Gaza: The UN’s children’s agency, Unicef, has warned that in the coming weeks, at least 10,000 children in Gaza under the age of five will suffer the "most life-threatening form of malnutrition” and will require emergency food supplements.
In a statement released on X (formerly Twitter), Unicef also expressed concerns for the health of more than 155,000 pregnant and breast-feeding Palestinian women, as well as more than 135,000 children under the age of two, who are inside the besieged Gaza Strip where food and health systems are in the process of “complete collapse”.
Acute food insecurity puts all children under five in the #Gaza Strip—335,000—at high risk of severe malnutrition and preventable death.
— UNICEF MENA - يونيسف الشرق الأوسط وشمال إفريقيا (@UNICEFmena) December 22, 2023
Statement by UNICEF on the risk of famine in the Gaza Strip: https://t.co/ORPepFVoq6 pic.twitter.com/20CBu3N7MO
“We need an immediate and long-lasting humanitarian ceasefire so that humanitarian actors can support the strengthening and restoring of essential services across the Gaza Strip,” Unicef said in a statement.
“We need the restoration of critical infrastructure, including hospitals, so young children, pregnant women and injured patients can safely access life-saving treatment and care,” it added.

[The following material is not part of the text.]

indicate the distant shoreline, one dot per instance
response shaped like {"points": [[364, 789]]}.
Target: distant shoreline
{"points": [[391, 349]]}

Meanwhile, the UN Security Council called for boosting humanitarian assistance for Gaza.
On Friday, the Security Council passed a resolution urging steps to allow “safe, unhindered, and expanded humanitarian access” to Gaza and “conditions for a sustainable cessation” of fighting.
The resolution was watered down from earlier drafts that called for an immediate end to 11 weeks of war and diluting Israeli control over aid deliveries, clearing the way for the vote in which the United States, Israel’s main ally, abstained.
Washington repeatedly has backed Israel’s right to self-defense following the October 7 raid into Israel by Gaza’s ruling Hamas fighters.
Gilad Erdan, Israel’s UN ambassador, said the Security Council should have focused more on freeing the hostages and that concentrating on “aid mechanisms” was unnecessary as Israel permits “aid deliveries at the required scale.”
Hamas and the West Bank-based Palestinian Authority split over the measure, with the former saying it was “insufficient” to meet the stricken enclave’s needs and defied international calls for an end to “Israel’s aggression.”
The authority’s foreign ministry welcomed the resolution as a step that would help “end the aggression, ensure the arrival of aid and protect the Palestinian people."
The United States and Israel, which has vowed to eradicate Hamas, oppose a ceasefire, contending it would allow the resistance group to regroup and rearm.